5. Solo Development: Seven Years of Polish
Billy Basso worked on Animal Well for approximately seven years. During that time, he built a custom game engine, designed every puzzle, created all the art, and implemented a lighting system that rivals engines built by large teams.
Key takeaways from his development approach:
- Custom engine = total control — building his own engine allowed exact implementation of his vision, particularly the lighting system
- Long development is okay — seven years sounds daunting, but the result is a game with extraordinary density and polish
- Small scope, deep execution — the game world isn't large, but every corner is hand-crafted and meaningful
- Quality over quantity — fewer rooms with more secrets beats larger maps with less substance
6. Publisher Support: Bigmode
Animal Well was published by Bigmode, the game publishing label founded by YouTuber videogamedunkey. This gave the game significant visibility advantages:
- Built-in audience from Dunkey's YouTube channel
- A publisher with genuine passion for quality games
- Marketing reach that most solo developers simply can't achieve on their own
While not every indie developer can secure a publisher with a massive YouTube following, the lesson is clear: strategic partnerships amplify your work. Finding the right publisher or marketing partner can be as important as the game itself.
Lessons for Indie Developers
- Depth beats breadth — a small, dense game is more memorable than a large, shallow one
- Trust your players — don't explain everything.
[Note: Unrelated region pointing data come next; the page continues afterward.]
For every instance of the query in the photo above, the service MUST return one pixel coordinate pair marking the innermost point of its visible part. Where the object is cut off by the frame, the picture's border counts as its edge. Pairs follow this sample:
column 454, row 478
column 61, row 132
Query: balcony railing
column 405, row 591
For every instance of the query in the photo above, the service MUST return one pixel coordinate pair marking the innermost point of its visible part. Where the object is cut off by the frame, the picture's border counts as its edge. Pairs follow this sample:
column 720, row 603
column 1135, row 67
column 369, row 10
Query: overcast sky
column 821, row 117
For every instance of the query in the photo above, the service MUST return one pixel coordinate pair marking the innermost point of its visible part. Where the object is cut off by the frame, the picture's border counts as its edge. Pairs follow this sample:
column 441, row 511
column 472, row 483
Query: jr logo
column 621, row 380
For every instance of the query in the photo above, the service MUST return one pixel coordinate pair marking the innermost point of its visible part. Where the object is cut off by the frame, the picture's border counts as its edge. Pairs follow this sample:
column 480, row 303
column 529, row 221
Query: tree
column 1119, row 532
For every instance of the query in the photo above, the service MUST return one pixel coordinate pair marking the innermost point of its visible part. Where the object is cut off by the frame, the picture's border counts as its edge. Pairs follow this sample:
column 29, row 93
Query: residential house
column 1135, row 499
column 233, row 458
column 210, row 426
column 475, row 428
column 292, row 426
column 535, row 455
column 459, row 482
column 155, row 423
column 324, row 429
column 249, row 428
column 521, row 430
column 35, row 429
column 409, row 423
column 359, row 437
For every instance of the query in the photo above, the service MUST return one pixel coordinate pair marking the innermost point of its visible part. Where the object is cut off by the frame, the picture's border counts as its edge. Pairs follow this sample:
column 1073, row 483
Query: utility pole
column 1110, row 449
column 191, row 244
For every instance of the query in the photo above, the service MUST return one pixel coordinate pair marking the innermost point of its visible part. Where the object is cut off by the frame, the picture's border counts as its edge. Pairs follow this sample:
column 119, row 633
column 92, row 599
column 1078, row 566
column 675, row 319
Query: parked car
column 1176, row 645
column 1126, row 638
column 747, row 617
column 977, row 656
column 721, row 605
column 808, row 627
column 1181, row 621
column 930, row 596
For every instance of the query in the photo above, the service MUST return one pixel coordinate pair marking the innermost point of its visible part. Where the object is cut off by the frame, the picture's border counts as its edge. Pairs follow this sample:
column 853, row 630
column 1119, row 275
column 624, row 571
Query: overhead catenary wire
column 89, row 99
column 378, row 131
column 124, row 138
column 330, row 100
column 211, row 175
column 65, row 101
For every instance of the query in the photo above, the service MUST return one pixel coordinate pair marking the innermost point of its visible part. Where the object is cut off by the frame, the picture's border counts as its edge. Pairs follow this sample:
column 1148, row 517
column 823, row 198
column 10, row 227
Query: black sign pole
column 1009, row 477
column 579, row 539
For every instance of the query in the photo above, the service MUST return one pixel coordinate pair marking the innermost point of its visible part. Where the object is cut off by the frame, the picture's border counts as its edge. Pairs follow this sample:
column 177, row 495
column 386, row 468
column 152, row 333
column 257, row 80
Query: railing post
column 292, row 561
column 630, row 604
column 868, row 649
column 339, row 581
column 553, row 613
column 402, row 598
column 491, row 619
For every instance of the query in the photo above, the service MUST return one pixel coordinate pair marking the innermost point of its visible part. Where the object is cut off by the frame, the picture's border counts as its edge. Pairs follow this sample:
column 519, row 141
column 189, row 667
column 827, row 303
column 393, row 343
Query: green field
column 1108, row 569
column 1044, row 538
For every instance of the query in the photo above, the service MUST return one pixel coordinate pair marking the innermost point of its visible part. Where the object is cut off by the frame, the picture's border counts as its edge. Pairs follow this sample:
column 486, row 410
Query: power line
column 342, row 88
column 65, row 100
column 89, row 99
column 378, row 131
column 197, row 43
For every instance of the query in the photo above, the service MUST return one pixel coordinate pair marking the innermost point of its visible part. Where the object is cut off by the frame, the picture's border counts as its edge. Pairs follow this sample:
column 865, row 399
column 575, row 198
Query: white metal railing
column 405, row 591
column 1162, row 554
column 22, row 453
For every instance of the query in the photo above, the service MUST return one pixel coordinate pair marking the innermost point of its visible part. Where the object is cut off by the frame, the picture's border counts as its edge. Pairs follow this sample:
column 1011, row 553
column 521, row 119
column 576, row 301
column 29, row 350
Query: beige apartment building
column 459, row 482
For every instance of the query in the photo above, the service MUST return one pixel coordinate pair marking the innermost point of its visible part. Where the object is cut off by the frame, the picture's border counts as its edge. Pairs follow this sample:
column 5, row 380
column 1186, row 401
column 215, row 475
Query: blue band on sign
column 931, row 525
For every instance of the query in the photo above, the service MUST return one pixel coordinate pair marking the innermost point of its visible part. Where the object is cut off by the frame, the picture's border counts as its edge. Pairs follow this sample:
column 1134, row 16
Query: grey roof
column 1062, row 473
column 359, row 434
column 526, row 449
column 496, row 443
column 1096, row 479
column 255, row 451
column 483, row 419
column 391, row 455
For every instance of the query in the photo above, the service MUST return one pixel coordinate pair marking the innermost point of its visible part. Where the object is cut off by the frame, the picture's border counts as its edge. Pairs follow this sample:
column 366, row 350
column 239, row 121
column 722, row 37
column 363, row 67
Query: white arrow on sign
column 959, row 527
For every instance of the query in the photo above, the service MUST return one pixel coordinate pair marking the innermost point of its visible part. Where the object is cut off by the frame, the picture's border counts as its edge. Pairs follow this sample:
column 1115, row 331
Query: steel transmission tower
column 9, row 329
Let discovery drive engagement
- Atmosphere doesn't require expensive art — lighting, sound design, and careful composition create mood
- Design for community — puzzles that require collaboration create lasting engagement
- Polish takes time, and that's okay — a well-polished game stands out in a crowded market
- Every element should serve a purpose — no filler content, no wasted space
Animal Well shows that a single developer with patience, vision, and attention to detail can create something that stands alongside the best games in the industry — regardless of budget or team size.
Final Thoughts
Animal Well succeeds because every design decision serves the core experience of discovery and wonder. The pixel art, the lighting, the silence, the hidden layers — everything works together to create a world that feels alive with secrets.
For indie developers, it's a powerful example of what focused, patient development can achieve. You don't need a large team, cutting-edge graphics, or a massive scope. You need a clear vision, unwavering attention to detail, and the courage to trust your players to find the magic you've hidden in your game.